’I’m a PR nightmare [for D&AD],’ says Simon ’Sanky’ Sankarayya as he describes his unconventional education. ’I was asked to leave school at 16 [for truancy]. I had an issue with authority.’
You could argue though that this unpromising start makes the 38-year-old Geordie an ideal role model for the young, creative people who pass through the metaphorical doors of D&AD, the educational charity and creative excellence champion of which he became president this week. His rebellious nature didn’t stop him pioneering interaction design: he joined Digit as art director virtually at its inception after graduating from Nottingham Trent University where he studied information design, and went on to co-found All of Us eight years later, in 2002.
Sankarayya’s work is often ground-breaking, always intelligent and beautifully executed. Award wins include Best of Show in the Design Week Awards in 2001 for MTV2 On Air idents while at Digit and in 2009 for the Microsoft Interactive Canvas project with All of Us. His focus now is on installations for the likes of the Science Museum and The Public, and collaborations such as those with branding group Someone and Simon Waterfall’s group Fray on projects in Russia and elsewhere.
Collaboration is vital to Sankarayya, who sees interaction design as the ’glue’ between more traditional design and advertising – helpful for a D&AD president. He also advocates experimentation, doing work aside from client projects. It helps, he says, to be ahead of clients, creating tools for the future of their businesses.
’We are still seeing people inventing stuff,’ he says enthusiastically of the digital arena. He also enjoys ’a bit of permanence based around content’ on projects such as the Energy Gallery at the Science Museum, and engaging with the high street through brands like Habitat.
’I like to challenge myself,’ he says, but wants his work to be of general benefit rather than about making a personal statement – a sentiment that will underpin his D&AD presidency.
Back to his journey, though. After a couple of years of ’doing the wrong things’, Sankarayya elected to go to his local Newcastle College to study graphic design, talking his way into the college a few weeks into the first term, and then on to Nottingham Trent.

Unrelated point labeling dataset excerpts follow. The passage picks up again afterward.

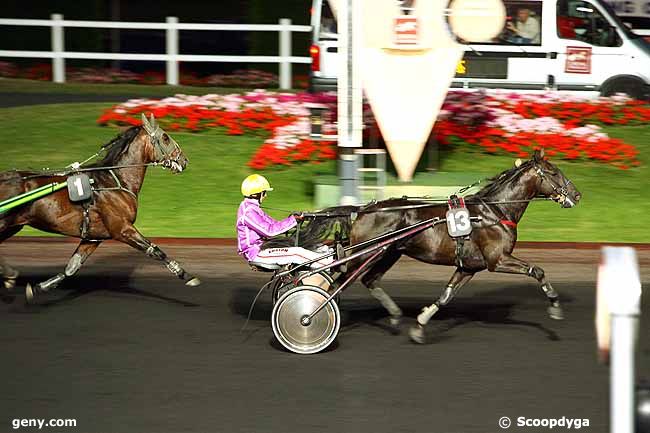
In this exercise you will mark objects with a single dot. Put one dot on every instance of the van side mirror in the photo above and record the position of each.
(613, 39)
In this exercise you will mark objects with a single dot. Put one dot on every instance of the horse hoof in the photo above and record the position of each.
(8, 299)
(29, 293)
(416, 333)
(555, 312)
(394, 325)
(193, 282)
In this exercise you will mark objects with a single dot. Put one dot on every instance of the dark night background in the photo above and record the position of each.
(153, 41)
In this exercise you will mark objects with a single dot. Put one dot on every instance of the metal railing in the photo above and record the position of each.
(172, 57)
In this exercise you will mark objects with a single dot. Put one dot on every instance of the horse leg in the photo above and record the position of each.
(371, 280)
(81, 254)
(9, 275)
(512, 265)
(131, 236)
(458, 280)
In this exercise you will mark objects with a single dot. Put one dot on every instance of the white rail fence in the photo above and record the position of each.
(172, 57)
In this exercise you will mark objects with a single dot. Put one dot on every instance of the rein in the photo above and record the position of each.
(55, 173)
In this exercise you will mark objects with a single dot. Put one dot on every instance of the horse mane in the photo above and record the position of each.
(317, 231)
(497, 183)
(117, 146)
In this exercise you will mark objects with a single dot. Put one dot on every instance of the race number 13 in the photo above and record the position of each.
(458, 222)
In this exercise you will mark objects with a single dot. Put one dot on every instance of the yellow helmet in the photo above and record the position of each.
(253, 184)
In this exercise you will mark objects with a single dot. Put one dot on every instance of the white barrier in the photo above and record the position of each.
(171, 57)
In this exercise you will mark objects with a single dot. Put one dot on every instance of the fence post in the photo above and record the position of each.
(58, 61)
(285, 51)
(172, 50)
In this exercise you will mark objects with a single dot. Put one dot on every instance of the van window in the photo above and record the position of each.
(523, 25)
(328, 28)
(581, 21)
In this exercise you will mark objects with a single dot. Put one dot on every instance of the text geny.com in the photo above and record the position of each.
(40, 423)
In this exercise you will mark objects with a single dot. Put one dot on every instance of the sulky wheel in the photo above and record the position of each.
(288, 324)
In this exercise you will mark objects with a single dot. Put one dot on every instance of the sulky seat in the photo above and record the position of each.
(264, 267)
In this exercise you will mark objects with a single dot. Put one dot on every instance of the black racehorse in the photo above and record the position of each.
(111, 211)
(500, 204)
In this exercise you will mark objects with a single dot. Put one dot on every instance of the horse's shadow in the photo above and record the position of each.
(87, 282)
(493, 308)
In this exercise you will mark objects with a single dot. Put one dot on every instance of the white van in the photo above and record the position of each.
(580, 45)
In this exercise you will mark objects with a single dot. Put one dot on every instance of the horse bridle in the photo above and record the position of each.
(163, 152)
(558, 188)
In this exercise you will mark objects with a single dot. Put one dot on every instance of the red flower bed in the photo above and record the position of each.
(491, 123)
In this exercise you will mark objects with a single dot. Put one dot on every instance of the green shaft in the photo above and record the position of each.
(31, 196)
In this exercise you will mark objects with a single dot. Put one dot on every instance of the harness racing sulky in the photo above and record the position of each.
(94, 202)
(471, 233)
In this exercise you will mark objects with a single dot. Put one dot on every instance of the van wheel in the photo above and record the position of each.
(632, 86)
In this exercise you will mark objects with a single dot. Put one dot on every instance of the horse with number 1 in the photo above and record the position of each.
(94, 202)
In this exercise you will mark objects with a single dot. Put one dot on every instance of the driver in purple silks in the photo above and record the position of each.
(254, 226)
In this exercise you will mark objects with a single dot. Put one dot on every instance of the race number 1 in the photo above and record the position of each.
(79, 188)
(458, 222)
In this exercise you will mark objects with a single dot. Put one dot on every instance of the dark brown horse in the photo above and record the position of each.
(500, 204)
(110, 212)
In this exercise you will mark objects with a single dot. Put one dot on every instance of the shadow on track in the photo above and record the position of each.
(120, 281)
(492, 308)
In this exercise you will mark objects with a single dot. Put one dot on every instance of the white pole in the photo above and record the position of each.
(619, 285)
(350, 99)
(58, 61)
(285, 52)
(172, 50)
(622, 373)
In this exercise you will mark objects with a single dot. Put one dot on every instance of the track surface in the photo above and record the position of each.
(124, 347)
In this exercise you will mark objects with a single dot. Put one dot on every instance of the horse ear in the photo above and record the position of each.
(145, 123)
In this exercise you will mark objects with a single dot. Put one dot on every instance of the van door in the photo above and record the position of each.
(324, 48)
(518, 58)
(590, 47)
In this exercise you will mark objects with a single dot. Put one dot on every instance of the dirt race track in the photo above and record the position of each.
(125, 347)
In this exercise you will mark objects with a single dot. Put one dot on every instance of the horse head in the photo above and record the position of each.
(165, 149)
(552, 183)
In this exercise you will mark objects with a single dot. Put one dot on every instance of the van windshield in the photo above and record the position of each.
(328, 28)
(617, 20)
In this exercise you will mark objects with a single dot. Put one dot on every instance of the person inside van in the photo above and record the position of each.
(526, 31)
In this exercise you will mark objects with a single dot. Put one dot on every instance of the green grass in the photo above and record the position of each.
(10, 85)
(203, 200)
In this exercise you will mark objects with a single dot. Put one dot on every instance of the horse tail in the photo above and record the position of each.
(328, 225)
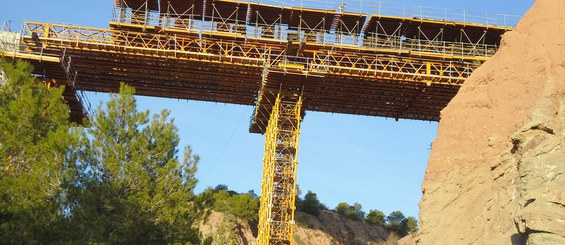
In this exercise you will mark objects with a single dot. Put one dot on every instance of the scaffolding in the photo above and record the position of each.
(283, 58)
(278, 189)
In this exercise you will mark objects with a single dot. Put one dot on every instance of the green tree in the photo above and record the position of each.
(353, 212)
(342, 208)
(409, 225)
(130, 185)
(243, 206)
(310, 204)
(375, 217)
(35, 138)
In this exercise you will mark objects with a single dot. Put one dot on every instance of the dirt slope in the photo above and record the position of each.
(495, 173)
(327, 229)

The ’wrong things’ included graffiti, which, he reckons, informed his career. He was working in a team, in public spaces and under pressure, incorporating words and images. He was good at it, too, winning commissions from the BBC and ITV, as well as the inevitable flyers for friends.
At Newcastle, he studied everything from bookbinding to letterpress printing. ’It was hardcore, old-school graphic design,’ he says. Then in 1991 Photoshop 2.5 came out, with its blurring capability, and like others in his generation, he was enthralled.
His heroes at that time included 8VO, Peter Saville, Malcolm Garrett and Neville Brody – design giants he now counts as friends. He was influenced by the Manchester scene, he says, as well as the Germans and the Swiss, but didn’t fancy London. Indeed, Daljit Singh founded Digit in Nottingham.
’The CD-rom was a reference for my age,’ Sankarayya says of those early days of digital design. At Nottingham Trent he translated the Bible into digital form and worked with tutor Mike Hope on a CD-rom about seminal identity designer FHK Henrion.
’I found it fascinating, translating something structural [the site map] into something visual,’ he says.
The dotcom boom of the late 1990s propelled designers in their early 20s, untutored in business, to set up consultancies. They learned fast through failure. Digit survived the subsequent crash that took out the likes of Razorfish and Deepend, but Sankarayya formed the breakaway that became All of Us as Digit signed a deal with WPP Group.
’I am aware that I’ve been lucky and that keeps me grounded,’ says Sankarayya. ’I’ve learned so much from talking to amazing folk. I briefly thought that maybe I should have been a fine artist, but I am a designer.’